JB・シンガポール間RTSリンク、開業へ準備進む 両国で進捗情報の共有を求める声

2026.08.26 経済・現地企業

マレーシアのジョホールバルとシンガポールを結ぶ高速鉄道「RTSリンク」の開業が2026年末に近づく中、両国が一体となって開業準備の進捗状況を分かりやすく公表する必要があるとの指摘が出ている。

フリー・マレーシア・トゥデー(FMT)に寄稿した交通政策アドバイザーのワン・アギル氏は、マレーシア側ではジョホール州ブキット・チャガー駅の建設や車両の到着、試験運転などについて頻繁に情報が発信されている一方、シンガポール側のウッドランズ・ノース駅については、一般利用者から見える情報が比較的少ないと指摘した。

RTSリンクは、ジョホールバルのブキット・チャガー駅とシンガポールのウッドランズ・ノース駅を結ぶ約4キロの鉄道計画。
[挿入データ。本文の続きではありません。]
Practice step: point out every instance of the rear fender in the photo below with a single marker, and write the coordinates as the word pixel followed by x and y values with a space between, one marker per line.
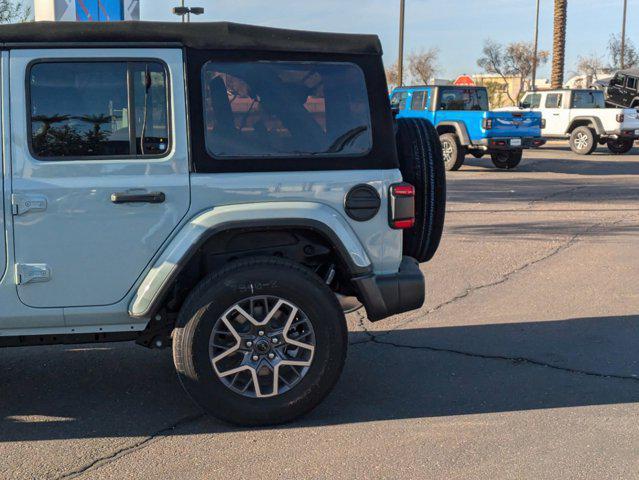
pixel 195 232
pixel 594 121
pixel 460 130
完成後は国境をまたぐ重要な公共交通機関となり、両都市間の移動時間短縮や渋滞緩和、ジョホール州とシンガポールの経済交流の拡大が期待されている。

同氏によると、鉄道システム関連工事は2025年6月時点で約56%の進捗と報告されていた。現在は線路、信号、通信、電力供給などの設備に加え、税関・入国管理・検疫施設、駅スタッフの準備、緊急時訓練、システム統合試験など、乗客を迎えるための最終工程が重要になっているという。
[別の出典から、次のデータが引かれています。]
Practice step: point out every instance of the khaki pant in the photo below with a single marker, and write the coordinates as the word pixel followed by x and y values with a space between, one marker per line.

また、RTSリンクはマレーシア側とシンガポール側が別々に完成すればよいものではなく、両側のシステムが一体となって初めて運行できる。寄稿者は、両国政府が今後、建設、設備試験、CIQ、運行体制など各分野の進捗を定期的に公開し、利用者が「一つの鉄道」として全体の準備状況を把握できるようにすべきだと訴えている。

RTSリンクの開業は、両国の国境を越えた人の流れや生活、ビジネスにも大きな影響を与えるとみられており、年末の旅客サービス開始に向け、両国の連携と情報発信が一段と注目されそうだ。